MANILA, Philippines — Anti-corruption experts have called on the government to become transparent in the use of public funds to address the COVID-19 pandemic, particularly with the approaching 2022 national elections.

In a statement, Legal International Foundation for Electoral Systems senior global adviser Katherine Ellena said the pandemic has required a large amount of government spending amounting to around $9 trillion globally.

“At the same time, there was a loss of transparency and accountability whether that was from emergency procurement procedures, interruption to access to information processes, various social distancing requirements and lockdowns,” Ellena said.

She said the abuse of state resources for electoral advantage, with governments handling large sums of relief and economic funds in countries that have upcoming elections may be difficult for people who are voting to be able to tell the difference between necessary spending or if it is meant to influence their vote.

“The judiciary has been constrained itself with emergency measures.

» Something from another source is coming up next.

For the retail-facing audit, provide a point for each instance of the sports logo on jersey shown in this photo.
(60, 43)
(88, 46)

It created backlogs, opportunities for them to be influenced, or engage in corruption themselves,” Ellena said.

She said that civil society can play a role in working to help develop judicial independence protections that can weather these political pressures even during a future emergency.

Meanwhile, the Commission on Audit (COA) said it is set to improve its systems to regulate coronavirus-related expenses.

COA chairman Michael Aguinaldo said that online capacity building activities for citizen-led auditors would be conducted and assigned to specific audit teams as citizen partners.

Aguinaldo said civil society organizations members, authorized by the COA to be citizen-auditors, would perform auditing and related works in the comfort of their homes using digital technology.

He cited the existence and legitimacy of funding recipients as very difficult to monitor because there are millions of them and the government will have difficulty in doing the liquidation process.

“They always rely on the liquidation done by the distributing government agencies,” he said, adding that private citizen engagement would be valuable in auditing the actual receipts as prescribed by the rules of law.

“Such system will also  evaluate the efficiency of the concerned government agency’s mechanism in the distribution of COVID- related assistance,” said Aguinaldo.